Step 4: Combine Wet and Dry
Slowly pour the wet mixture into the dry ingredients. Stir gently with a spatula or wooden spoon until well combined. Do not overmix.
If using any optional ingredients (nuts, raisins, or chocolate chips), fold them in now.
Step 5: Scoop and Shape
Using a spoon or cookie scoop, drop tablespoon-sized portions onto the prepared baking sheet. Slightly flatten each cookie with the back of the spoon since they won’t spread much during baking.
Step 6: Bake
Place the baking sheet in the oven and bake for 12–14 minutes, or until the edges turn golden brown.
Step 7: Cool and Store
Remove from the oven and let the cookies cool on the sheet for 5 minutes before transferring them to a wire rack.
Store in an airtight container at room temperature for up to 4 days, or refrigerate for up to a week. You can also freeze them for up to 2 months.
💡 Tips for Best Results
- Go vegan: Use a flax egg (1 tbsp ground flax + 3 tbsp water) instead of a regular egg.
- Boost fiber: Add 2 tbsp of chia seeds or psyllium husk for extra cholesterol-lowering benefits.
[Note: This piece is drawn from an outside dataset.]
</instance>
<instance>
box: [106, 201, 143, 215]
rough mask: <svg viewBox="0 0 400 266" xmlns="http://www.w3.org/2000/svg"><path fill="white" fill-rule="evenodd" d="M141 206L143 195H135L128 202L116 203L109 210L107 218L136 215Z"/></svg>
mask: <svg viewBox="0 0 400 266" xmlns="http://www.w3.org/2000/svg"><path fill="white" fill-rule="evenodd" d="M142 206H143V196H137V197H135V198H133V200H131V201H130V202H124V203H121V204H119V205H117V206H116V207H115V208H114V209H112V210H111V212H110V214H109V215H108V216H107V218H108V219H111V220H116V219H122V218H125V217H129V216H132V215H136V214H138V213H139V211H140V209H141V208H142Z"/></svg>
- Watch sugar: If you’re sensitive to sugar, reduce the maple syrup to 2 tbsp and add an extra half banana.
❤️ Final Thoughts
These “Lower My Cholesterol Oatmeal Cookies” are proof that you don’t have to sacrifice flavor for health. With each chewy, satisfying bite, you’re giving your body nutrients that actively support heart health and lower harmful cholesterol. Perfect as a snack, post-meal treat, or even a breakfast cookie — enjoy them knowing you’re taking care of your heart one bite at a time.